Le 24 avril dernier, le Trio Wanderer était en ville. C’est la direction artistique de la Salle Bourgie du Musée des Beaux-Arts de Montréal qui avait eu l’excellente idée de l’inviter.
Après 35 années de collaboration, Jean-Marc Phillips-Varjabédian, violon; Raphaël Pidoux, violoncelle et Vincent Coq, piano, forment un trio toujours aussi pertinent. Annoncés avec un programme tout romantique, les trois interprètes ont fait honneur à leur réputation. Bien qu’ils négligent le veston, les trois musiciens forcent le décorum. Pas d’adresse au public en début de prestation, mais seulement pour annoncer l’œuvre journée en rappel. Dans le même sens, on peut noter que personne, dans cette salle quasi comble, n’a commis la maladresse d’applaudir entre les mouvements. Nous étions entre nous, entre initiées et admirateurs.
Dans la première œuvre au programme, le Trio pour piano, violon et violoncelle no 1 en ré mineur, op. 63, de Robert Schumann, on sent tout de suite l’énergie qui anime le trio. À un moment, la fougue passe près de devenir fureur et on prend alors la pleine mesure de la magnifique acoustique de la Salle Bourgie. Puis c’est toute la finesse du jeu des interprètes qu’on apprécie dans un élan nostalgique, suivi d’une explosion de joie et d’un finale enlevant. Cette œuvre est presque un programme en soi.
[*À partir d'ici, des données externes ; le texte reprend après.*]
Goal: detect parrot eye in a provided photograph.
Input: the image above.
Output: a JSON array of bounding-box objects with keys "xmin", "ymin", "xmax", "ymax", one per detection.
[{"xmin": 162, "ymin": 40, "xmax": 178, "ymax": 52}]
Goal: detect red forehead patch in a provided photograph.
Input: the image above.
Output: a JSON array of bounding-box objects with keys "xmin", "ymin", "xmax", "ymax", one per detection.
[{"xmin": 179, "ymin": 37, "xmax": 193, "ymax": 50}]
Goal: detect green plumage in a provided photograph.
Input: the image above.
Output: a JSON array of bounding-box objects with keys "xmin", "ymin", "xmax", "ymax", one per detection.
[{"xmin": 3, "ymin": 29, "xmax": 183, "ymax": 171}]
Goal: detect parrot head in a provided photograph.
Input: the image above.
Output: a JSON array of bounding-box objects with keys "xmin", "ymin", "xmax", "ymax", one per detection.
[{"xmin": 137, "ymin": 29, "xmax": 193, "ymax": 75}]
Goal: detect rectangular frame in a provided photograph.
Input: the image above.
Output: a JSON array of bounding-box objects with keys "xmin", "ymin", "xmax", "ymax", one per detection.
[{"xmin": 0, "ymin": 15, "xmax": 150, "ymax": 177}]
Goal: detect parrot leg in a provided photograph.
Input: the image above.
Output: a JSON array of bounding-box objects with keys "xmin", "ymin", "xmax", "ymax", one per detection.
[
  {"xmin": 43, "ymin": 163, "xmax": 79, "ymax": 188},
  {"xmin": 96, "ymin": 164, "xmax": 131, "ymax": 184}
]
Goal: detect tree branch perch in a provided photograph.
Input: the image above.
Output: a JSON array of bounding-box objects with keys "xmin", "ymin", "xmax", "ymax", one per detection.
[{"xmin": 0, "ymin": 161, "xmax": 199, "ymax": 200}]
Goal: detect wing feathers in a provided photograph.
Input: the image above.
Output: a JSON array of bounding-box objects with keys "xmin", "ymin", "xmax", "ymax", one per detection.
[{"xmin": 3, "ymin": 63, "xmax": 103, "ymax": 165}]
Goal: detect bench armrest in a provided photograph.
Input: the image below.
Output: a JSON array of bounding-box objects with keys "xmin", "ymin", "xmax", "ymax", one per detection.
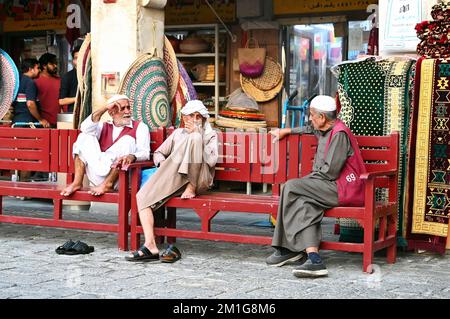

Pour le Trisita de Franz Liszt, le violoncelle de Pidoux se fait envoûtant avant d’être entraîné, comme le violon et le piano, dans une tempête aux accents tziganes, puis dans une colère qui ne demande qu’à s’exprimer. Les accords plaqués à toute vitesse par Vincent Coq nous laissent pantois et essoufflés et s’il y a de la tristesse dans cette œuvre, l’interprétation du Trio Wanderer n’est jamais larmoyante.
Pour clôturer le programme officiel, Franz Schubert était à l’honneur avec le Trio pour piano, violon et violoncelle en mi bémol majeur, op. 100, D.929.
Bien que dans cette œuvre, comme dans la plupart des trios, les rôles soient bien répartis, on pourrait croit que Schubert a eu un faible pour le piano en l’écrivant. Plus encore, on a eu l’impression que le piano avait été fabriqué exprès pour la musique de Schubert. Dès les premières mesures, on a pu comparer le pianiste à un enfant dans un plat de bonbons. C’est avec une joie communicative que Vincent Coq a ébloui l’assistance en volant littéralement sur les touches. C’était impressionnant !
Mais ses collègues n’ont pas été en reste, car ce Schubert a davantage permis à Phillips-Varjabédian de démontrer toute sa virtuosité et à Raphaël Pidoux de faire si bien résonner son violoncelle qu’on aurait pu croire qu’il y avait amplification. Le Schubert a certainement été l’œuvre la plus marquante de cette soirée, d’où l’ovation instantanée et persistante qui a mené à un très joli rappel : D’un matin de printemps, de lili Boulanger.
On a longtemps attendu la venue du Trio Wanderer à Montréal et on espère qu’il reviendra bientôt.